When HUC was founded in 1875, the librarians could "lock up everything in two trunks to keep them safe from the river rats," libraries director David Gilner said.
Today, the library grows by some 7,000 items annually, holdings total some 465,000 items, an internal computer network can access more than 200 Judaica databases and 10,000 digitized images of works from the museum's collections.
It is the largest printed Judaica collection in North America; the only larger one is in Jerusalem at the Jewish National and University Library.
Among its precious holdings are:
*A 1490 Passover Seder Haggadah - only 44 similar Middle Ages items have survived.
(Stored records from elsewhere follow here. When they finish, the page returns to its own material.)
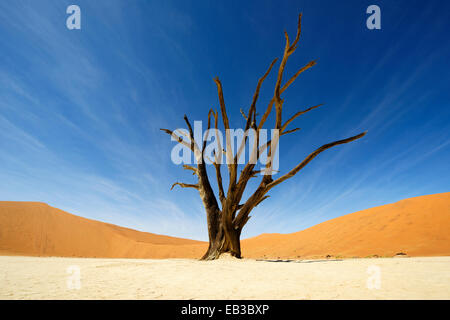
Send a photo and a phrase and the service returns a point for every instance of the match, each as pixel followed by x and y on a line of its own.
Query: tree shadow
pixel 297 261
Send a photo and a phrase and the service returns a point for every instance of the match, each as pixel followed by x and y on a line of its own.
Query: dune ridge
pixel 416 227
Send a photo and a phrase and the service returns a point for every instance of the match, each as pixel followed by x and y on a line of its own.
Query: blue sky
pixel 80 110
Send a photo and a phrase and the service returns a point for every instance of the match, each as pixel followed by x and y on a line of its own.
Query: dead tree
pixel 226 216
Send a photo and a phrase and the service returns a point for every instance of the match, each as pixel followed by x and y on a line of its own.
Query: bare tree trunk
pixel 224 241
pixel 225 224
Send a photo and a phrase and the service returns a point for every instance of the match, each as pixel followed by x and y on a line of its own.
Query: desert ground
pixel 395 251
pixel 90 278
pixel 416 227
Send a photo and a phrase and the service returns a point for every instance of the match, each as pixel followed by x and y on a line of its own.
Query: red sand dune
pixel 417 226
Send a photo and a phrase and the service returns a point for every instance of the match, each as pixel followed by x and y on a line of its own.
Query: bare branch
pixel 262 199
pixel 300 166
pixel 223 110
pixel 187 167
pixel 289 131
pixel 286 85
pixel 178 138
pixel 184 185
pixel 297 115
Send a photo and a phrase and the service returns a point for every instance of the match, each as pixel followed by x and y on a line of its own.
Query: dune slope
pixel 417 227
pixel 36 229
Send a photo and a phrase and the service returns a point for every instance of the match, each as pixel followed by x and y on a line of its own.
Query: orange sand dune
pixel 36 229
pixel 417 226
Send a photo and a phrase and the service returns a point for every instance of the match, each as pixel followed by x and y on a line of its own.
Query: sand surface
pixel 377 278
pixel 417 226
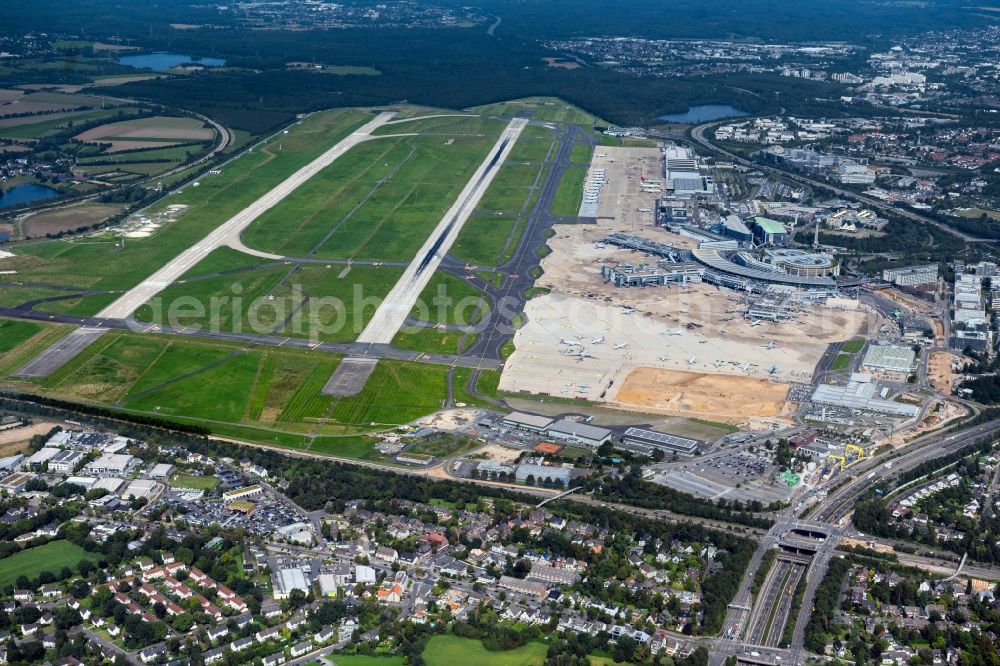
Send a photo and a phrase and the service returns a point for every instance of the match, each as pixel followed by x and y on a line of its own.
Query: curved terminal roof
pixel 713 259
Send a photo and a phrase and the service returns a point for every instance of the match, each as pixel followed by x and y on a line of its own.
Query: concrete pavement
pixel 229 232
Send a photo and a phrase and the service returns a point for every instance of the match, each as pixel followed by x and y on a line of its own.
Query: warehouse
pixel 112 464
pixel 580 433
pixel 889 362
pixel 859 394
pixel 529 422
pixel 643 441
pixel 65 461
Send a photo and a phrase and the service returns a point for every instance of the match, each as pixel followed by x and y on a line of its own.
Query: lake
pixel 703 114
pixel 25 194
pixel 161 62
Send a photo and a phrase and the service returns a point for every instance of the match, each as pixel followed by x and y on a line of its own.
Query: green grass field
pixel 263 394
pixel 841 362
pixel 379 202
pixel 194 482
pixel 852 346
pixel 566 203
pixel 14 333
pixel 450 650
pixel 51 557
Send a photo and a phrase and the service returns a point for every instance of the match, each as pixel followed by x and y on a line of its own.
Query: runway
pixel 400 301
pixel 229 232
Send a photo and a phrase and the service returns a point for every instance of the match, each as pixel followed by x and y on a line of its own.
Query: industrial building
pixel 860 394
pixel 682 174
pixel 889 362
pixel 529 422
pixel 112 464
pixel 912 276
pixel 580 433
pixel 40 458
pixel 291 579
pixel 65 462
pixel 644 441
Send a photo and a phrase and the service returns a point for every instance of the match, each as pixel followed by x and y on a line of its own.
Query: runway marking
pixel 391 314
pixel 229 231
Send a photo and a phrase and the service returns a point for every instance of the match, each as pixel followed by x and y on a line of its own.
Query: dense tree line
pixel 632 489
pixel 825 604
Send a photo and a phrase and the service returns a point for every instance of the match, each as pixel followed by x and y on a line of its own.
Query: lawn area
pixel 365 660
pixel 852 346
pixel 570 192
pixel 451 650
pixel 51 557
pixel 194 482
pixel 841 362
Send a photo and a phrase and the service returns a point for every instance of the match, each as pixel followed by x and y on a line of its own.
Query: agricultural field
pixel 52 557
pixel 154 132
pixel 377 203
pixel 100 262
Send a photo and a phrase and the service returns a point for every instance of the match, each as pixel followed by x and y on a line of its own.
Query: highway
pixel 230 230
pixel 399 302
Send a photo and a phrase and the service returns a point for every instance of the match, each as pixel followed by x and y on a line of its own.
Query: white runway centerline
pixel 229 232
pixel 397 305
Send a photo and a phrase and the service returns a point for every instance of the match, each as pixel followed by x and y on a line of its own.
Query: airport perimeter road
pixel 397 305
pixel 230 230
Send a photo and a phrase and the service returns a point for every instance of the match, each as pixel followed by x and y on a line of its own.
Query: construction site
pixel 633 318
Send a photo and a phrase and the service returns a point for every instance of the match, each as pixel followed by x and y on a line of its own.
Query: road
pixel 230 230
pixel 399 302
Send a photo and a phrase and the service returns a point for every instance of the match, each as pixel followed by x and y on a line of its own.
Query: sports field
pixel 52 557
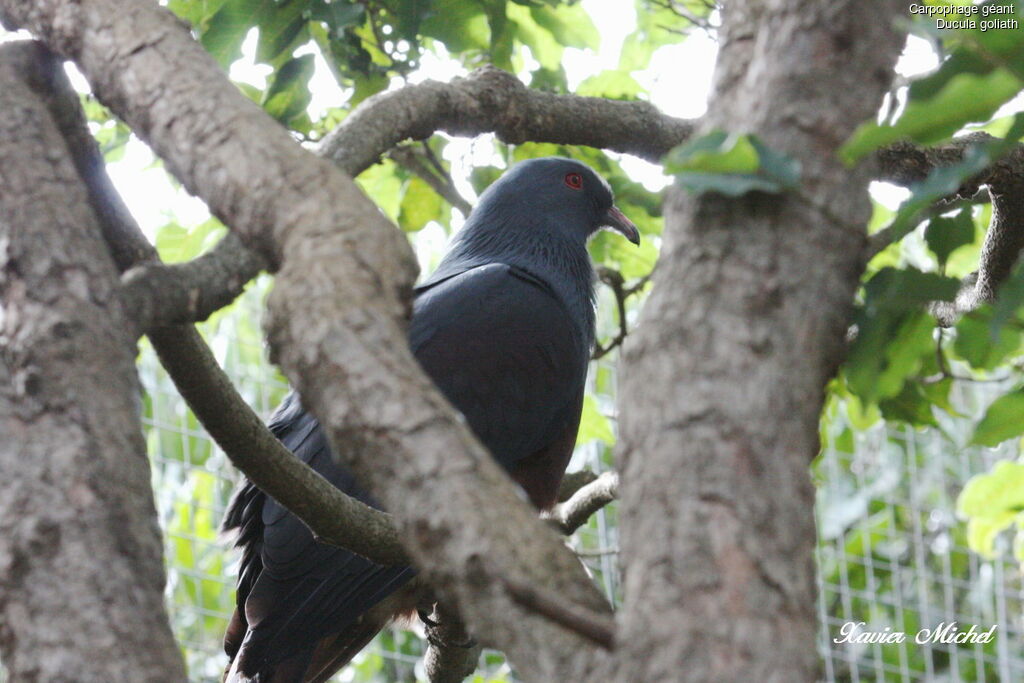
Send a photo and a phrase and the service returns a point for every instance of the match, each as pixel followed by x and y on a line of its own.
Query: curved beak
pixel 617 221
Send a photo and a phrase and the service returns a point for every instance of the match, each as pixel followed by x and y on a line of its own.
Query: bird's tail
pixel 314 665
pixel 333 653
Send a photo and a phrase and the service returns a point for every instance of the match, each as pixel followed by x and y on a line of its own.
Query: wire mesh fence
pixel 891 552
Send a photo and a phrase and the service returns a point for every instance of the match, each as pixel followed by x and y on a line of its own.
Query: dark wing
pixel 505 351
pixel 292 591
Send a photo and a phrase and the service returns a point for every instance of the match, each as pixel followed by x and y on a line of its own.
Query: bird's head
pixel 567 193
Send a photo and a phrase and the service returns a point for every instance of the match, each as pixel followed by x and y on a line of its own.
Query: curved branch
pixel 160 294
pixel 905 164
pixel 336 319
pixel 249 444
pixel 493 100
pixel 573 513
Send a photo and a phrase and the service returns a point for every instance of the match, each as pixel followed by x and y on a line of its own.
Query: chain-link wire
pixel 891 555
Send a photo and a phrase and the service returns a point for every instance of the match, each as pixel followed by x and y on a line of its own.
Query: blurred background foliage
pixel 920 495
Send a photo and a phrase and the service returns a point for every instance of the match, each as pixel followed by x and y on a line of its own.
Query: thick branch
pixel 81 569
pixel 159 294
pixel 724 378
pixel 494 100
pixel 330 514
pixel 337 316
pixel 573 513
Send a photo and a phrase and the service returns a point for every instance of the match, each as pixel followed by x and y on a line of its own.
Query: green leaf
pixel 945 235
pixel 281 28
pixel 420 205
pixel 1001 421
pixel 982 531
pixel 731 165
pixel 382 183
pixel 288 94
pixel 461 25
pixel 977 343
pixel 967 97
pixel 715 153
pixel 226 30
pixel 911 404
pixel 569 25
pixel 908 290
pixel 593 425
pixel 941 181
pixel 994 493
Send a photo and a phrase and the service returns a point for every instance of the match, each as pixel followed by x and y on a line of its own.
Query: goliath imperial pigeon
pixel 505 328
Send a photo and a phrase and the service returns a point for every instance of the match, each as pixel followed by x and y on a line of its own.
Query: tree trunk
pixel 81 562
pixel 724 381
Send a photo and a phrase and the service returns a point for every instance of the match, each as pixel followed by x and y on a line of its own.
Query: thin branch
pixel 573 513
pixel 595 627
pixel 614 281
pixel 905 164
pixel 159 294
pixel 453 654
pixel 336 315
pixel 573 481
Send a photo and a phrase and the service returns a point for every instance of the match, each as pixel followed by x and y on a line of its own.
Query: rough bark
pixel 493 100
pixel 332 515
pixel 81 561
pixel 337 319
pixel 721 396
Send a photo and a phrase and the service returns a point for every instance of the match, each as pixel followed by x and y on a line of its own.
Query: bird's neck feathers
pixel 555 253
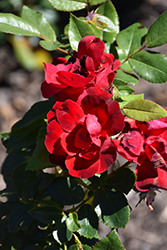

*An 18th-century scroll of the Book of Esther.
*A 17th-century manuscript printed in Hebrew and Chinese in the 1660s, recording 13 generations of one clan in the Kaifeng, China Jewish community.
*A 1479 Samaritan book from 1479, written on parchment in Paleo-Hebrew.
*A 1,000-year-old Pentateuch, the five books of Moses, the Bible's first books, which demonstrates both Persian and Byzantine styles.
*An extensive collection of miniature books, 4-inches or less in height.
David Gilner's eyes light up as he roams the double-locked room beneath the rare book room in Hebrew Union College-Jewish Institute of Religion's Klau Library.
Each of the thousands of volumes crowded onto the shelves has a story to tell, and Gilner, the director of libraries, seems to know them all.
He picks up an Ethiopian edition of the Psalms written on parchment, with wood covers bound together with string and wrapped in a leather bag for easy carrying. It's written in Ge'ez, an ancient South Semitic language spoken in the Horn of Africa.
"Look it up on Wikipedia," Gilner suggests, with a grin and nudge with his elbow. "That's what we do."
The school has just broken ground for a renovation and expansion of the library, at a cost of $11.5 million, and Gilner has recently been moving holdings thousands to temporary storage.
Among its holdings: the largest collection of early Jewish America, American Jewish music manuscripts, Christian Hebraica and a Spinoza collection. It is one of three worldwide conservators of Dead Sea Scroll negatives, and offers on microfilm some 900 newspaper, journal and synagogue bulletin titles at the American Jewish Periodical Center, books printed before 1501, 16th century Hebrew volumes and a special Chinese-Hebrew collection.